Kepala Badan Geologi Kementerian ESDM Lana Saria menjelaskan bahwa gempa ini dipicu pergerakan sesar naik yang terkait dengan Zona Sesar Naik Busur Belakang Flores. Wilayah di sekitar episenter masuk kawasan rawan bencana gempa bumi menengah hingga tinggi, dengan susunan tanah yang bervariasi dari batuan padat hingga tanah lunak. Menurutnya, semakin lunak lapisan tanah di suatu daerah, semakin kuat pula guncangan yang dirasakan penduduk di atasnya, karena tanah lunak cenderung memperbesar getaran gempa.

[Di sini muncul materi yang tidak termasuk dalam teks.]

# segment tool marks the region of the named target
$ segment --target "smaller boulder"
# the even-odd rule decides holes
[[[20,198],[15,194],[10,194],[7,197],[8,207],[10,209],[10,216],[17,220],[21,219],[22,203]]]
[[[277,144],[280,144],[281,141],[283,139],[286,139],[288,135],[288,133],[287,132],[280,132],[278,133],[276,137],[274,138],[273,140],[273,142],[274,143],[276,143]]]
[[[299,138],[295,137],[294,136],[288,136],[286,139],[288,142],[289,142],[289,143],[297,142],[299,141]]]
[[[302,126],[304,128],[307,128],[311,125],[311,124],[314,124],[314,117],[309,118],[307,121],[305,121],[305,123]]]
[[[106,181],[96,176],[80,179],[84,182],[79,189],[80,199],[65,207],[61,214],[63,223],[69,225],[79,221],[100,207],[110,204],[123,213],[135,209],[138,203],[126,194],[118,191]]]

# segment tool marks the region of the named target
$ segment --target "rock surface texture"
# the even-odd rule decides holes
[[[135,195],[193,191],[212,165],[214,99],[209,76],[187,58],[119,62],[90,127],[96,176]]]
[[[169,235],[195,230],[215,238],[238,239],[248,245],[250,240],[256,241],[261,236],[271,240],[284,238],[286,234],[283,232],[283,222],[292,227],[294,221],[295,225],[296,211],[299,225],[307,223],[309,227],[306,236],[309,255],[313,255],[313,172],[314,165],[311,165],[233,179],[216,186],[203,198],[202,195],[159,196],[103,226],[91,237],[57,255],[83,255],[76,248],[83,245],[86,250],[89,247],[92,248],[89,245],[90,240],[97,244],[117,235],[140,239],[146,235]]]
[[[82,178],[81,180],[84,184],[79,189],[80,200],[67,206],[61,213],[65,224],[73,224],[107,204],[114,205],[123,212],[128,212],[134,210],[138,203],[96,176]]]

Selain mewaspadai gempa susulan, Badan Geologi ESDM mengingatkan warga di sekitar wilayah tebing agar waspada potensi longsor, terutama saat hujan turun. Masyarakat juga diminta tidak mudah percaya pada informasi yang belum terverifikasi terkait potensi gempa dan tsunami susulan.